Another continued priority for the Teamsters is to make Martin Luther King Jr. day a holiday for waste and recycling employees. Stiles said this is the case in some private and public sector contracts, but the goal is to get that into “every contract, regardless of how big or how small.”

Hoffman anticipates further investment to transition from rear loaders to side loaders, which may also reduce workforce pressures. For instance, the nation’s largest hauler WM aims to reduce headcount through attrition, in part by investing in these vehicles. Hoffman envisions the industry reaching upward of 60% to 70% side-load collection, but part of this will involve moving away from “take-all” provisions that allow residents to set out unlimited amounts of large material outside their carts. Hoffman said this is a key focal point for haulers as they’ve assessed the profitability of residential contracts in recent years.

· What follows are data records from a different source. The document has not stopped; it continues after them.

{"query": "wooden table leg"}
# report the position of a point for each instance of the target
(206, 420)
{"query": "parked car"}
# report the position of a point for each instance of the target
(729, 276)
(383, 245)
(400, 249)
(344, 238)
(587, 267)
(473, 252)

“The private sector has done a much better job automating than the public sector, and the private sector therefore has reduced that issue,” he said, while calling this “a point of opportunity” for WM as well as GFL, which has inherited many older vehicles via acquisitions.

For Biderman, safety will be an ongoing focus that may also be relevant to retention if employees don’t feel comfortable in their working environments. The latest federal data showed a slight decline in collection worker fatality rates in 2021, but SWANA’s data indicates that pattern may have shifted in 2022. SWANA is also monitoring budgetary factors and service needs in local governments.

“I think some cities will continue to struggle to attract and retain workers and those local governments need to compare their pay not just to the other municipal services within their city or county, but to what kind of pay is being provided in the private sector,” he said.